What This Means for the Caribbean
The Caribbean is not a military power. We do not build weapons systems. We do not have standing armies with autonomous drone programmes. So why does this conversation matter for us?
Three reasons.
First, because Caribbean nations are members of international bodies where these norms are being shaped. CARICOM member states sit in the United Nations. They participate in the Convention on Certain Conventional Weapons discussions where autonomous weapons regulation is being debated. The positions Caribbean governments take in those rooms - or their silence - shapes the international framework that governs how these technologies are used globally. Silence is a vote for the status quo.
Second, because AI-powered surveillance and influence operations do not respect geography. The disinformation systems being deployed in active conflicts - the deepfake videos, the synthetic news, the targeted social media manipulation - are powered by the same AI infrastructure being developed for civilian applications. The Caribbean is not insulated from this. Our elections, our media environments, our social cohesion are all vulnerable to tools that exist because military AI programmes normalised them.
Third, because the Caribbean AI ecosystem I am building operates in a world where AI governance matters. Every AI system StarApple AI deploys, every policy framework I help develop, exists within an international context that is being shaped - right now - by how AI in warfare is regulated or left unregulated. A world with meaningful international AI governance is a better world for deploying AI in healthcare and financial inclusion. A world without it is a more dangerous one for everyone.
The Ethical Line I Hold
I will be direct about my position: I believe that lethal autonomous weapons systems - weapons that select and engage targets without meaningful human control over the kill decision - are morally unacceptable and should be internationally prohibited. Not regulated. Prohibited.
This is not pacifism. I understand the arguments for AI-assisted military systems - faster response times, reduced risk to human soldiers, potentially more precise targeting under ideal conditions. I understand them and I reject their conclusion because the accountability vacuum they create, the bias risks they introduce, and the precedent they set for what AI is permitted to do to human lives are too dangerous to accept.

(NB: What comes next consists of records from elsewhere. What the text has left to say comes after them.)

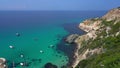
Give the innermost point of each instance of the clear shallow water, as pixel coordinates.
(38, 30)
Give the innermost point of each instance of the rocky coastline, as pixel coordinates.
(92, 27)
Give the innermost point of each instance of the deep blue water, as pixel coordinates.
(48, 27)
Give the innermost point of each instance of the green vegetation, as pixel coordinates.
(111, 46)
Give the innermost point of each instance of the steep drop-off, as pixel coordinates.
(100, 46)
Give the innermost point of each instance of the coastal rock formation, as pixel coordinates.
(70, 39)
(50, 65)
(2, 63)
(100, 31)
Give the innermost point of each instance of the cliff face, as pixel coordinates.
(103, 35)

The same rigour I apply to AI systems in financial inclusion - asking who benefits, who bears the risk, who is accountable when it fails - I apply to AI systems in warfare. And the answers in warfare are not satisfactory.
What Needs to Happen
International agreement on meaningful human control in the use of lethal force. Prohibition of fully autonomous lethal systems. Liability frameworks that hold states and corporations accountable for AI-enabled civilian casualties. Transparency requirements on the AI systems being deployed in conflict zones, including their training data and known failure modes. And Caribbean governments taking a clear, principled position in the international forums where these agreements are being negotiated.

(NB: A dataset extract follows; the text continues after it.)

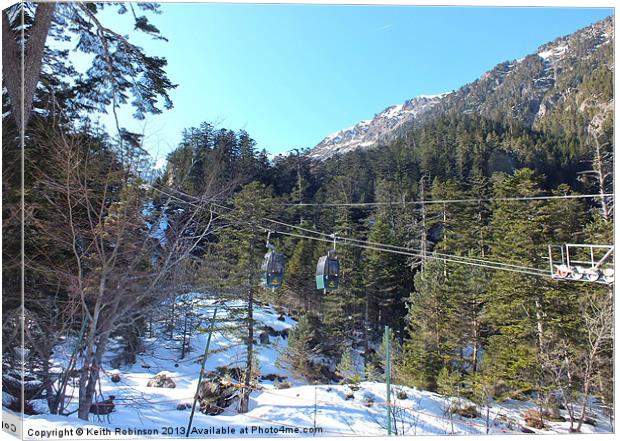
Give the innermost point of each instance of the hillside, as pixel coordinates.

The Caribbean has a history of punching above its weight on international human rights and humanitarian issues. From the work of Caribbean diplomats in crafting international frameworks on climate change to Jamaica's leadership in the Third World movement, this region has a voice that matters beyond its size. That voice needs to be in this conversation. Loudly. Now.
AI can be the most powerful force for human dignity and human flourishing in history. It can also be a tool of dehumanised violence at unprecedented scale. Which future we get depends on the choices we make - and the governance we build - in the next five years. Caribbean voices need to be in that room.